Triceps training should be a fundamental part of our physical training, not only for aesthetic reasons but for providing strength and tone to the muscles of our arms.
Triceps are the muscles in the back side of the arm, and they are the ones that give volume and shape to it. Therefore, Triceps training helps give volume to the arm and prevent sagging in the area (the famous “Bat Wings”).
There are many great exercises to train the Triceps. However, these are the most common:
– TRICEPS PUSH: push-ups for triceps are the same as for pectoral, only placing your hands directly under shoulders, keeping your elbows close to the body and looking back. They can be supported on the knees or toes.
– DIPPINGS: They are made with hands resting on the edge of a bench with fingers forward, arms sticking well to the body, the hips outside the bench, placing your feet on the ground and keeping your knees bent or stretched. We must go up and down with the body, bending the elbows and pushing with your hands.

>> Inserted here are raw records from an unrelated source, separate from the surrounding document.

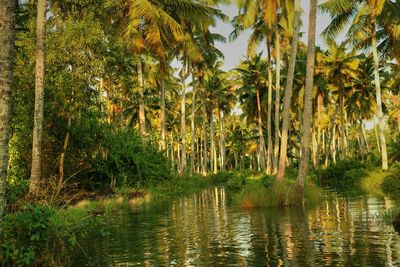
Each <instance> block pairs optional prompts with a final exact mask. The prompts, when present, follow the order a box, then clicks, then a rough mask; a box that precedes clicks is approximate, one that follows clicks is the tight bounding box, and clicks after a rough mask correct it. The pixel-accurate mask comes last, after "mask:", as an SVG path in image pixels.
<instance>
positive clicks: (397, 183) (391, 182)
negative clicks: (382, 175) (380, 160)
mask: <svg viewBox="0 0 400 267" xmlns="http://www.w3.org/2000/svg"><path fill="white" fill-rule="evenodd" d="M382 189H383V191H385V192H387V193H396V192H400V163H396V164H393V166H392V167H391V168H390V171H389V174H388V175H387V176H386V177H385V178H384V180H383V182H382Z"/></svg>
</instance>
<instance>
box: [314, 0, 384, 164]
mask: <svg viewBox="0 0 400 267" xmlns="http://www.w3.org/2000/svg"><path fill="white" fill-rule="evenodd" d="M390 2H391V1H389V0H361V1H350V0H328V1H326V2H324V3H323V4H321V5H320V7H321V9H322V10H323V11H326V12H328V13H329V14H330V16H331V17H332V19H333V20H332V22H331V23H330V24H329V25H328V27H327V28H326V29H325V30H324V32H323V33H324V34H325V35H327V36H335V35H336V34H338V33H339V32H340V31H342V30H343V28H344V27H345V26H346V25H347V24H348V23H349V22H350V21H351V25H350V28H349V30H348V32H347V36H348V39H349V40H350V41H351V42H352V43H353V45H354V46H356V47H360V46H362V47H365V46H366V42H368V44H369V45H370V47H371V49H372V55H373V60H374V82H375V90H376V103H377V114H376V115H377V118H378V126H379V137H380V141H381V142H380V143H381V144H380V145H381V153H382V170H383V171H387V170H388V161H387V148H386V138H385V120H384V117H383V111H382V96H381V81H380V76H379V57H378V37H377V31H378V29H379V27H381V28H384V27H385V26H387V19H385V16H387V15H388V14H387V13H386V14H385V12H383V11H387V9H385V8H384V7H385V5H386V4H390Z"/></svg>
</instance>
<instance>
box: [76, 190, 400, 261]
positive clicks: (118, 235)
mask: <svg viewBox="0 0 400 267" xmlns="http://www.w3.org/2000/svg"><path fill="white" fill-rule="evenodd" d="M397 207H400V205H399V201H395V200H394V199H392V198H390V197H371V196H366V195H360V194H344V193H337V192H333V191H326V192H325V193H324V197H323V199H322V202H321V203H320V205H318V206H315V207H309V208H305V209H303V208H284V209H282V208H280V209H278V208H272V209H271V208H268V209H267V208H264V209H242V208H238V207H232V206H230V205H228V203H227V198H226V193H225V190H224V188H223V187H214V188H209V189H205V190H203V191H201V192H200V193H197V194H192V195H190V196H187V197H182V198H177V199H174V200H168V201H166V200H164V201H161V202H153V203H150V204H145V205H143V206H141V207H131V208H124V209H121V210H119V211H117V212H115V213H113V214H112V216H110V218H108V219H107V222H106V223H107V225H109V229H108V234H106V235H104V234H100V233H97V232H95V233H93V234H91V235H90V236H89V237H88V238H87V239H86V240H82V241H80V243H79V244H80V247H81V249H80V250H79V252H78V253H77V255H76V257H75V258H74V264H73V265H74V266H400V235H399V234H398V233H397V232H395V231H394V229H393V227H392V226H388V225H384V224H382V223H380V222H378V220H377V219H376V215H377V214H378V213H379V212H380V211H383V210H387V209H390V208H397Z"/></svg>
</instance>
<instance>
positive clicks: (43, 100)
mask: <svg viewBox="0 0 400 267" xmlns="http://www.w3.org/2000/svg"><path fill="white" fill-rule="evenodd" d="M36 27H37V28H36V79H35V114H34V120H33V121H34V126H33V143H32V169H31V182H30V185H29V193H30V194H32V195H36V194H37V193H38V190H39V188H40V182H41V179H42V157H43V155H42V143H43V120H44V118H43V105H44V71H45V43H46V0H38V1H37V19H36Z"/></svg>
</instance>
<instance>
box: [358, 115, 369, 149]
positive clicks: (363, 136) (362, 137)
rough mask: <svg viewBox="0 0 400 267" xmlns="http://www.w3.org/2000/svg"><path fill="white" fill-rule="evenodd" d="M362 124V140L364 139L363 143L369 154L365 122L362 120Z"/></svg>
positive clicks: (361, 128) (361, 126)
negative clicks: (364, 122)
mask: <svg viewBox="0 0 400 267" xmlns="http://www.w3.org/2000/svg"><path fill="white" fill-rule="evenodd" d="M360 124H361V133H362V139H363V142H364V144H365V147H366V149H367V153H369V144H368V139H367V135H366V134H365V128H364V122H363V121H362V120H360Z"/></svg>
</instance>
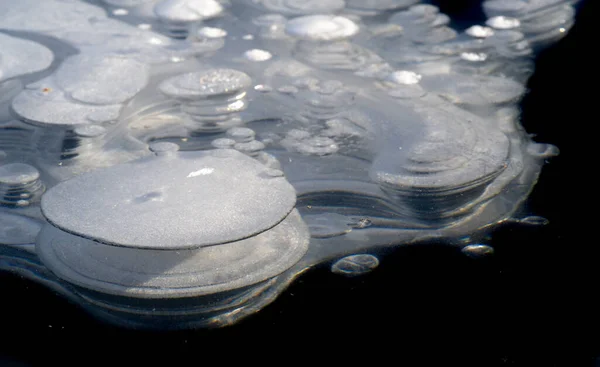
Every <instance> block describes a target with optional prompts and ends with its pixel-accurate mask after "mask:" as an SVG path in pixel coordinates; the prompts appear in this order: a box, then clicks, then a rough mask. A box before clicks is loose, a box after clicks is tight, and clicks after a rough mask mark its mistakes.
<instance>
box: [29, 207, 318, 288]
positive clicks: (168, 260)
mask: <svg viewBox="0 0 600 367" xmlns="http://www.w3.org/2000/svg"><path fill="white" fill-rule="evenodd" d="M163 219H166V218H163ZM40 238H41V241H39V242H38V246H37V249H38V250H39V252H40V256H41V257H42V259H43V260H44V262H45V263H46V264H47V265H48V266H49V267H50V268H51V269H52V270H53V271H55V272H56V273H57V274H58V275H60V276H61V277H63V278H64V279H67V280H69V281H70V282H72V283H74V284H78V285H80V286H83V287H85V288H90V289H93V290H96V291H99V292H104V293H108V294H114V295H120V296H135V297H143V298H166V297H197V296H202V295H207V294H215V293H219V292H225V291H230V290H234V289H238V288H244V287H248V286H251V285H254V284H257V283H260V282H263V281H266V280H268V279H270V278H272V277H275V276H277V275H279V274H281V273H282V272H284V271H285V270H287V269H288V268H290V267H291V266H293V265H294V264H295V263H296V262H298V260H300V258H301V257H302V256H303V255H304V253H305V252H306V250H307V247H308V238H309V236H308V231H307V229H306V226H305V225H304V223H303V222H302V219H301V217H300V215H299V214H298V212H297V211H296V210H294V211H292V212H291V213H290V215H288V216H287V217H285V219H284V220H283V221H281V222H280V223H278V224H276V225H275V227H273V228H271V229H270V230H268V231H265V232H262V233H260V234H257V235H254V236H253V237H251V238H248V239H244V240H239V241H235V242H230V243H226V244H223V245H219V246H208V247H203V248H200V249H187V250H178V251H166V249H165V248H161V249H154V250H140V249H134V248H125V247H115V246H107V245H103V244H98V243H97V242H93V241H91V240H88V239H84V238H81V237H77V236H74V235H72V234H69V233H67V232H64V231H61V230H60V229H58V228H56V227H53V226H50V225H47V226H45V227H44V228H43V230H42V233H41V236H40Z"/></svg>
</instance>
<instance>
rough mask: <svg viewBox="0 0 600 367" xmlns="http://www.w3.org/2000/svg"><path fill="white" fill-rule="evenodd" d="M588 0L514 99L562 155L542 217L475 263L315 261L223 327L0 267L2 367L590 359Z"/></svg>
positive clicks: (549, 166) (524, 118)
mask: <svg viewBox="0 0 600 367" xmlns="http://www.w3.org/2000/svg"><path fill="white" fill-rule="evenodd" d="M594 2H595V1H594V0H588V1H587V2H584V4H582V5H581V9H580V12H579V15H578V17H577V22H576V24H575V26H574V27H573V29H572V30H571V31H570V33H569V34H568V35H567V36H566V38H564V39H563V40H562V41H560V42H559V43H558V44H556V45H554V46H552V47H551V48H549V49H547V50H545V51H543V52H542V53H541V54H540V55H539V56H538V58H537V62H536V67H537V69H536V72H535V74H534V76H533V77H532V78H531V79H530V81H529V84H528V88H529V90H530V92H529V93H528V95H527V96H526V97H525V99H524V101H523V103H522V106H523V120H522V123H523V125H524V127H525V129H526V130H527V131H528V132H530V133H534V134H535V135H536V136H535V140H536V141H538V142H547V143H552V144H555V145H557V146H558V147H559V148H560V150H561V154H560V156H558V157H556V158H553V159H552V161H551V162H550V163H549V164H548V165H546V166H545V167H544V169H543V171H542V175H541V177H540V181H539V183H538V184H537V186H536V188H535V190H534V192H533V193H532V195H531V196H530V199H529V201H528V207H527V210H528V212H529V213H531V214H535V215H540V216H543V217H546V218H548V219H549V221H550V224H549V225H547V226H544V227H531V228H523V227H510V226H505V227H503V228H501V229H500V230H498V231H496V232H494V233H492V236H491V238H490V240H489V241H488V242H487V243H488V244H490V245H492V246H493V247H494V248H495V250H496V252H495V255H494V256H493V257H492V258H489V259H484V260H473V259H470V258H467V257H465V256H464V255H462V254H461V253H460V251H458V250H456V249H453V248H447V247H443V246H437V245H435V244H431V245H428V246H419V247H406V248H400V249H397V250H395V251H394V252H393V253H391V254H388V255H386V256H384V257H383V259H382V261H381V265H380V267H379V268H378V269H377V270H376V271H374V272H372V273H371V274H368V275H366V276H364V277H360V278H354V279H348V278H342V277H339V276H337V275H335V274H332V273H331V272H330V271H329V264H324V265H323V266H321V267H319V268H316V269H315V270H313V271H311V272H309V273H307V274H305V275H304V276H302V277H301V278H300V279H299V280H298V281H296V282H295V283H293V284H292V286H291V287H290V288H289V289H288V290H287V291H286V292H284V293H283V294H282V295H281V296H280V297H279V298H278V299H277V300H276V301H275V302H274V303H273V304H271V305H269V306H267V307H266V308H265V309H263V310H261V311H260V312H259V313H257V314H256V315H254V316H252V317H249V318H247V319H244V320H242V321H241V322H240V323H239V324H236V325H234V326H231V327H227V328H224V329H218V330H201V331H186V332H176V333H156V332H141V331H125V330H121V329H118V328H116V327H112V326H107V325H105V324H103V323H101V322H99V321H96V320H94V319H92V318H91V317H90V316H88V314H86V313H84V312H83V311H82V310H80V309H79V308H78V307H77V306H76V305H73V304H69V303H68V302H67V301H65V300H63V299H61V298H60V297H58V296H56V295H55V294H53V292H52V291H49V290H47V289H45V288H44V287H43V286H41V285H37V284H33V283H31V282H28V281H25V280H22V279H19V278H18V277H16V276H12V275H8V274H6V273H0V295H1V296H0V313H1V314H2V315H3V317H2V320H3V324H2V325H0V332H1V337H0V356H1V357H0V366H5V365H6V366H10V365H50V364H53V363H57V364H59V365H71V364H78V365H85V364H87V363H89V361H91V360H94V361H100V363H113V364H114V363H115V362H117V363H118V362H120V361H122V362H123V363H125V362H127V363H135V365H141V364H143V363H148V362H152V361H154V362H156V358H157V357H158V356H159V355H160V356H163V357H166V358H168V360H170V362H167V363H168V364H167V365H169V366H176V365H184V364H185V365H188V364H189V365H192V364H194V365H202V364H205V363H233V362H234V360H235V361H236V362H238V361H239V362H246V363H248V364H249V363H264V362H267V361H268V362H272V363H277V364H290V363H293V362H298V363H302V360H304V359H306V360H307V362H306V363H315V362H314V361H317V360H318V361H322V362H325V360H324V359H322V357H321V354H320V353H324V355H327V356H328V357H330V358H332V359H333V361H334V362H336V363H338V364H341V363H345V362H346V360H350V361H354V362H355V363H358V361H359V359H362V358H365V359H366V361H367V362H365V363H368V364H369V365H374V364H383V363H384V362H387V363H394V364H395V365H402V366H415V365H432V366H438V365H439V366H442V365H457V366H458V365H465V364H469V365H471V364H473V365H478V366H538V365H539V366H595V365H599V364H598V362H597V361H596V357H598V356H600V336H599V333H598V332H597V330H600V312H599V311H598V308H599V306H598V305H599V304H598V302H597V301H595V300H596V298H597V293H598V286H597V284H598V280H599V279H600V277H599V275H600V271H599V270H598V269H599V268H600V266H599V265H598V259H600V257H598V250H596V247H597V246H598V245H597V238H598V236H597V235H596V227H597V225H596V224H595V222H596V217H597V214H596V213H597V209H596V208H597V204H596V191H597V189H596V187H597V181H596V179H595V171H596V170H597V165H596V156H595V154H593V153H592V151H593V150H595V149H594V148H595V146H596V144H597V143H596V142H595V140H596V137H595V134H594V132H593V131H594V127H595V126H594V125H595V124H596V120H597V113H596V108H595V106H596V104H597V102H596V101H595V99H596V96H597V92H596V86H597V83H596V82H595V81H594V79H595V78H596V70H597V66H596V65H597V62H596V59H595V58H594V56H593V55H594V53H595V45H596V44H597V38H596V37H597V35H598V32H597V31H596V30H595V28H596V27H597V25H596V24H595V19H594V17H595V14H596V13H595V12H594V10H595V9H593V5H595V4H594ZM438 3H439V5H440V6H441V10H442V11H443V12H445V13H447V14H449V15H451V17H452V18H453V19H473V17H478V16H480V13H479V12H478V11H477V9H478V5H477V4H478V1H467V0H464V1H458V0H453V1H438ZM75 350H77V351H78V352H77V353H75V352H74V351H75ZM82 358H83V359H82ZM179 360H181V362H180V361H179ZM239 362H238V363H239ZM19 363H20V364H19Z"/></svg>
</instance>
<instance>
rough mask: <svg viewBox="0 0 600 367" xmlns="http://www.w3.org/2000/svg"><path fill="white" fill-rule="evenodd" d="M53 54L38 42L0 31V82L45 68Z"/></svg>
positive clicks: (53, 58) (53, 59)
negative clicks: (2, 33)
mask: <svg viewBox="0 0 600 367" xmlns="http://www.w3.org/2000/svg"><path fill="white" fill-rule="evenodd" d="M53 60H54V54H53V53H52V51H50V50H49V49H48V48H46V47H45V46H42V45H40V44H39V43H36V42H32V41H28V40H24V39H20V38H15V37H11V36H7V35H5V34H2V33H0V83H2V82H4V81H5V80H8V79H11V78H15V77H19V76H21V75H26V74H30V73H35V72H37V71H42V70H45V69H47V68H48V67H49V66H50V64H52V61H53Z"/></svg>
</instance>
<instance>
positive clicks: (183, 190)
mask: <svg viewBox="0 0 600 367" xmlns="http://www.w3.org/2000/svg"><path fill="white" fill-rule="evenodd" d="M265 170H266V167H264V166H263V165H262V164H260V163H259V162H258V161H256V160H254V159H251V158H249V157H247V156H245V155H243V154H242V153H239V152H237V151H235V150H230V149H227V150H213V151H207V152H203V151H197V152H179V153H176V154H173V155H169V156H163V157H149V158H145V159H142V160H138V161H133V162H131V163H126V164H122V165H118V166H114V167H111V168H108V169H105V170H97V171H94V172H91V173H88V174H85V175H81V176H78V177H76V178H74V179H72V180H68V181H65V182H62V183H60V184H58V185H57V186H54V187H53V188H51V189H50V190H49V191H48V192H47V193H46V194H45V195H44V197H43V199H42V211H43V213H44V215H45V217H46V218H47V219H48V220H49V221H50V222H51V223H52V224H53V225H55V226H57V227H59V228H61V229H63V230H65V231H67V232H69V233H74V234H77V235H79V236H82V237H86V238H90V239H93V240H96V241H100V242H103V243H107V244H112V245H116V246H125V247H134V248H147V249H159V250H160V249H185V248H197V247H201V246H207V245H213V244H219V243H226V242H232V241H238V240H241V239H244V238H247V237H250V236H253V235H255V234H257V233H260V232H262V231H265V230H267V229H269V228H271V227H273V226H275V225H276V224H277V223H279V222H280V221H281V220H282V219H283V218H285V216H286V215H288V213H289V212H290V211H291V210H292V209H293V207H294V204H295V201H296V193H295V191H294V188H293V187H292V186H291V185H290V184H289V183H288V182H287V181H286V180H285V178H283V177H272V176H270V175H268V174H265ZM116 181H118V182H121V184H119V185H112V184H111V183H112V182H116ZM109 229H110V230H109Z"/></svg>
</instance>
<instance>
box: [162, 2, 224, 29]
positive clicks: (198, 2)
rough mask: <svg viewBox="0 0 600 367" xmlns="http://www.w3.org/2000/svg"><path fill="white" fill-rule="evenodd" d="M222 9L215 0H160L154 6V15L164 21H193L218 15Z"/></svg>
mask: <svg viewBox="0 0 600 367" xmlns="http://www.w3.org/2000/svg"><path fill="white" fill-rule="evenodd" d="M222 11H223V7H222V6H221V4H219V3H218V2H216V1H215V0H162V1H160V2H158V3H157V4H156V6H155V7H154V13H155V14H156V16H157V17H158V18H159V19H160V20H162V21H165V22H174V23H187V22H195V21H199V20H203V19H207V18H212V17H215V16H217V15H219V14H220V13H221V12H222Z"/></svg>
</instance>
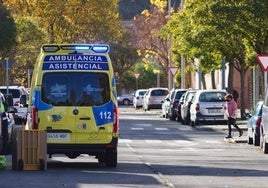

– TRICEPS KICKING WITH DUMBELL: Leaning the top of the body forward , relying on one of our legs, use a dumbbell with proper weight to our physical condition to move the arm forward or backward, alternating arms.
– VERTICAL EXTENSION OF ELBOW WITH DUMBELL (sitting or standing): Picking up a dumbbell with one or two hands, while sitting or standing, climb and descend the dumbbell extending the elbows so that they are behind the neck, while maintaining contracted abs so that the back is not arching.
Regardless of the Triceps training exercise we decide to practice, we must be careful that it is appropriate to our physical condition and health, choosing between doing many repetitions with low weight or doing less repetitions with more weight, always according to our circumstances. We all can and must train our arms; we must only do it in the right way and with awareness.
Coaches and experts, however, give us a number of general recommendations Triceps training:
– First of all we must care for our technique to avoid injury: We must always keep the abdomen and be careful to do not arch our back under any circumstances; elbows must also always work closed or near the trunk.
– We will use the load weight appropriate to our physical condition, without abusing of it, since it could directly affect the technique.
– We must not overtrain our triceps. Remember that it is a small muscle that can easily get fatigued, and also takes a long time to recover.
– Let’ s do a Triceps training concentrated and slow, taking care of making complete and controlled routes.
– It is important to vary the movements, so that the muscle doesn´t get used and continue getting tone.
– It´s important to rest. We should not work every day the same muscle.
– We must always complement all of our training with a healthy and balanced diet.
From Valtrum, we invite you to make a Triceps training conscientiously and responsibly, taking advantage of the aesthetic and mobility that can bring benefits to our muscles, and ultimately as part of a general condition of health and wellness.